Rob MacDonald, General Manager of the notorious Gym Jones won't accept any of your lame-ass excuses.

Expert Advice from Hardcore Trainer

LUCK'S GOT NOTHING TO DO WITH IT

If someone has a good result or someone does well, the gut reaction is, “Well, he was on drugs...he had a great trainer...he had a better workout program than me...he had more time than me.” In my own life I’ll hear from people, “You’re so lucky that you’re fit,” and I’m like, “Lucky? It doesn’t have anything to do with training four hours a day?”

IT TAKES MORE THAN JUST SHOWING UP

There are people who simply show up and believe being there will bring some kind of result. But these are the kind of people that look at me and think I’m weird because I’m not drinking or because I’m doing pushups in the airport, but the person who is judging me is 30 pounds overweight and drinking a 64-ounce Mountain Dew.

NOT FOR EVERYONE

Gym Jones has a certain reputation. Most people don’t come in the gym and then we have to psychologically change them. We have a fairly strict selection process for who trains there, and they understand the expectations going in. I’ve had people who I’ve met at the gym, who are like, “This isn’t for me.”

FIND THE TIME

People say they have no time to train...Well, if you did 10 pushups an hour, over 10 hours in the day, you would get to 100 pushups a day. You’d never be tired, you’d never go to failure, you’d never be sweaty. Well, by the end of the year that’s 36,500 pushups. Your excuses don’t fly with me because you can do 10 pushups every hour.
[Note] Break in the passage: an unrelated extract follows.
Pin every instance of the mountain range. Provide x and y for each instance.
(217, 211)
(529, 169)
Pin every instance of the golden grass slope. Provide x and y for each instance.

People use the excuse, “I have a busy job.” Let’s say they work 60 hours a week. Then I’ll do a budget with them. I’ll give them 10 hours of sleep a night, which they’re probably not getting. That’s 130 hours between work and sleep. That leaves 38 hours... You can’t tell me with a straight face that you can’t allot three or four hours to train.

NO EXCUSES

A lot of people say they have kids so they can’t. I have a little guy; he’s 4 years old. There will be times when he will want to watch The Hobbit all weekend. Fine. Do you have any idea how many pushups, squats, or lunges you can do during a three-hour movie? I do it. It doesn’t ruin the movie for me. I did 759 pushups last time. It wasn’t even that hard.